This article summarizes which device attributes can be enriched from our connector with Dragos, and the benefits of using that enriched data in policy.
Our integration with Dragos is intended to allow customers to use the most accurate device classifications in policy decisions. Dragos collects and analyzes device traffic in order to identify device details and attributes over time. Elisity leverages our own rapid device discovery mechanisms along with the Dragos' analysis so that our customer’s devices get the most appropriate policies applied in a timely manner.
When a new device is discovered by any of Elisity's methods, Cloud Control Center queries Dragos using the following parameters until a match is found:
1. MAC Address Only
A new query is made every 24 hours to check for updated device attributes but can be refreshed on demand by clicking the refresh button next to the Dragos name under the Trust Attributes section of IdentityGraph for a device.
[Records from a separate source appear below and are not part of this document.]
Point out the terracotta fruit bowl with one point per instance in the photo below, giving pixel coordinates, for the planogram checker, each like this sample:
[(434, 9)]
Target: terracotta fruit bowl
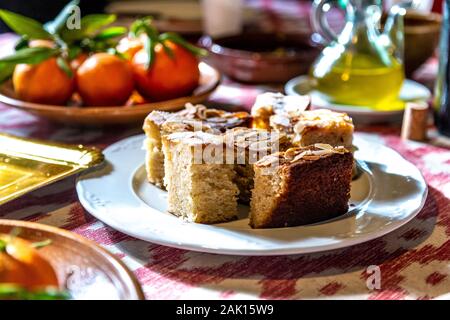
[(112, 115)]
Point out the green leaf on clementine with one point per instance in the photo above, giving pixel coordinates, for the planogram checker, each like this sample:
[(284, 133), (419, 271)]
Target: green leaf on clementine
[(90, 25), (30, 55), (24, 26), (111, 32), (59, 22)]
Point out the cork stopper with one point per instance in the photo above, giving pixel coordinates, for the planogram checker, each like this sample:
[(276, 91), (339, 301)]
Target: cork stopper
[(415, 118)]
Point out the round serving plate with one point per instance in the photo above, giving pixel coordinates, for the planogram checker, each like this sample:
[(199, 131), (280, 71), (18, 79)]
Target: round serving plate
[(96, 116), (410, 91), (388, 193), (85, 269)]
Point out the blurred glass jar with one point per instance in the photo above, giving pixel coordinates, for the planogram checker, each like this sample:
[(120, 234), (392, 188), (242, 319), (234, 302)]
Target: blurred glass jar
[(442, 89)]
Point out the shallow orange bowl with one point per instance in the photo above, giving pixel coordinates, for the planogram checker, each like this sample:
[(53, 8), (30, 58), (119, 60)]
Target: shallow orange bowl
[(97, 116), (83, 268)]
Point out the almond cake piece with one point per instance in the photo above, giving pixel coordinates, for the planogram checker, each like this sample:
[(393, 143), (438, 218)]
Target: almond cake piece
[(302, 185), (193, 117), (251, 145), (316, 126), (269, 104), (199, 182)]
Any devices learned by Elisity prior to the Connector being configured will be automatically scheduled for enrichment during the next 24 hour cycle and based on their attachment timestamp.
Calculation of Vulnerability Score Max and Vulnerability Severity Max
Elisity queries Dragos every three minutes via API to retrieve the latest vulnerabilities and affected devices, and calcuates the following attributes:
Vulnerability Score Max: Highest CVSS score for all associated vulnerabilities
Vulnerability Severity Max: Highest Risk Level for all associated vulnerabilities
Vulnerability Text: Aggregates the CVEs of all associated vulnerabilities
For example, if PLC-2 is associated with different CVEs during a polling cycle:
- CVE-2022-1161 with a Dragos CVSS score of 9.8 with Risk Level as Critical
- CVE-2021-22681 with a Dragos CVSS score of 9.8 with Risk Level as High
- CVE-2022-1797 with a Dragos CVSS score of 8.6 with Risk Level as High
IdentityGraph displays the highest value as follows:
Vulnerability Score Max: 9.8
Vulnerability Severity Max: Critical
Vulnerability Text: CVE-2022-1161, CVE-2021-22681, CVE-2022-1797
IdentityGraph always displays the highest Dragos CVSS score and its corresponding severity for each device, regardless of how many CVEs are associated with it.